Below is a trace of the OpenGL API calls for a single frame.
glClearColor(red=0.0, green=0.0, blue=0.0, alpha=1.0)
glClear(mask=GL_DEPTH_BUFFER_BIT|GL_COLOR_BUFFER_BIT)
glUseProgram(program=3)
glVertexAttribPointer(index=0, size=2, type=GL_FLOAT, normalized=GL_FALSE, stride=0, pointer=0x776e3af0)
glEnableVertexAttribArray(index=0)
glDrawArrays(mode=GL_TRIANGLES, first=0, count=3)
eglSwapBuffers(dpy=0x1, surface=0x77474988)
Please note that there is a difference between "Counters" and "Activity" (Hence the difference in chart looks).
Counters are collected at set times, and gives the value of that counter when read, resets itself back to zero, and will continue counting until the next time it is read.

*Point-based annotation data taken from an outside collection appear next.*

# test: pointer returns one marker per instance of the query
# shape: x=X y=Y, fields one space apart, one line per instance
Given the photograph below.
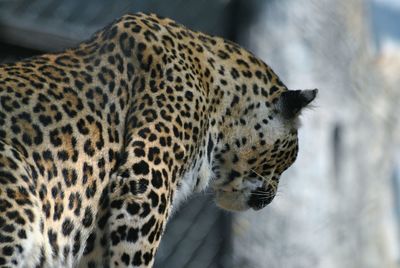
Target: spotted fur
x=99 y=142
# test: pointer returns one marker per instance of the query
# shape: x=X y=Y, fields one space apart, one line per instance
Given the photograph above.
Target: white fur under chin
x=188 y=185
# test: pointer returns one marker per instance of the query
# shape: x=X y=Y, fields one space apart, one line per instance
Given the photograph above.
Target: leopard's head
x=258 y=143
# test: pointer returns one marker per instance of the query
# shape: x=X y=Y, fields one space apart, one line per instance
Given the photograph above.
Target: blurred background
x=339 y=204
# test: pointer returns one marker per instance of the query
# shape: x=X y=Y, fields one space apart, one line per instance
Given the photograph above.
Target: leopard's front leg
x=140 y=200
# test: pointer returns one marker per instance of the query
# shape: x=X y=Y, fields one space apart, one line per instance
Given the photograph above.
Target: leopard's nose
x=261 y=197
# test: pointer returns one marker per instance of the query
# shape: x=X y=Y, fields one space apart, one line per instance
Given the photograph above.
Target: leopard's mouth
x=232 y=200
x=240 y=200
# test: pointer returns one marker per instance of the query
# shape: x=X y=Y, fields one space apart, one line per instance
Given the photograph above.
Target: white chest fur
x=202 y=172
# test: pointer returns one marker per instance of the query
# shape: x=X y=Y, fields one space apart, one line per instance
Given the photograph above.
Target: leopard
x=100 y=143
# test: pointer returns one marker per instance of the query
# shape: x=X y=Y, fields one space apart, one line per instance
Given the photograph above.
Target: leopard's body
x=99 y=142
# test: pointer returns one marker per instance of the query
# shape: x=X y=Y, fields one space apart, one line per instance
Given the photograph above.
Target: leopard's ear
x=291 y=102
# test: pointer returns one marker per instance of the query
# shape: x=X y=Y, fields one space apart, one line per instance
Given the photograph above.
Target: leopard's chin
x=232 y=201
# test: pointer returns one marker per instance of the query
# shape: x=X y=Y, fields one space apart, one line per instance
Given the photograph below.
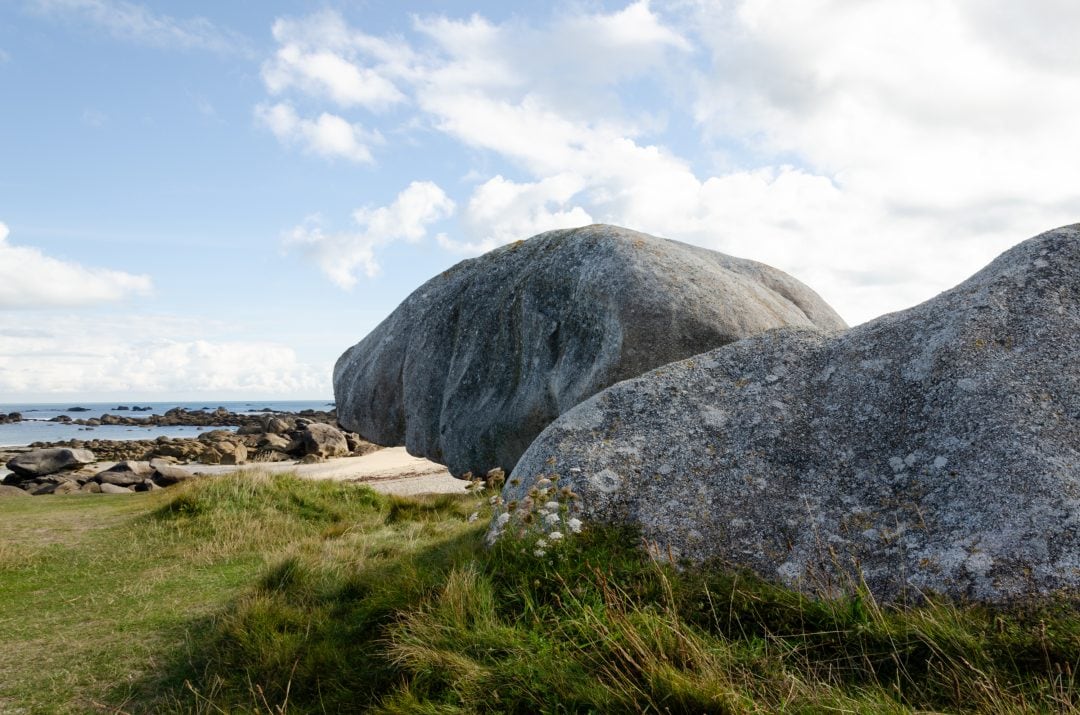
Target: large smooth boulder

Activity however is different and not done via hardware counters. It is the activity... a rough % of utilisation of the GPU (Vertex and Fragment separately) and its activity.
Streamline is telling you that in your highlighted region, the GPU is active, and doing work.
The hardware counters tell you what specific part(s) inside the vertex and/or fragment core(s) were active between the time it was last checked and the current check.
I hope this helps explain things further.
Kind Regards,
Michael McGeagh
This seams reasonable, one thing though. Data is sampled with 1KHz frequency. Doesn't this mean that the Fragment Processor counters should measure an increase at least once during this 2.8 ms window? I never observe this. Never are the counters increased in the beginning of fragment activity, always at the end, so it can't be a matter of occasional drop in sampling frequency.
As you can see in the image, vertex activity is aways between Vertex Processor counters increases. This is what I expect to see for the Fragment activity as well.
Could you provide us with an export of your capture (option within Streamline) and provide me with this for further investigation?
This could be an issue with how Streamline is presenting the information, or it could be correct behaviour... I cant quite tell from the screenshot.
I have the export command grayed out. Probably, because it is a community edition. I am sending you the apc directory.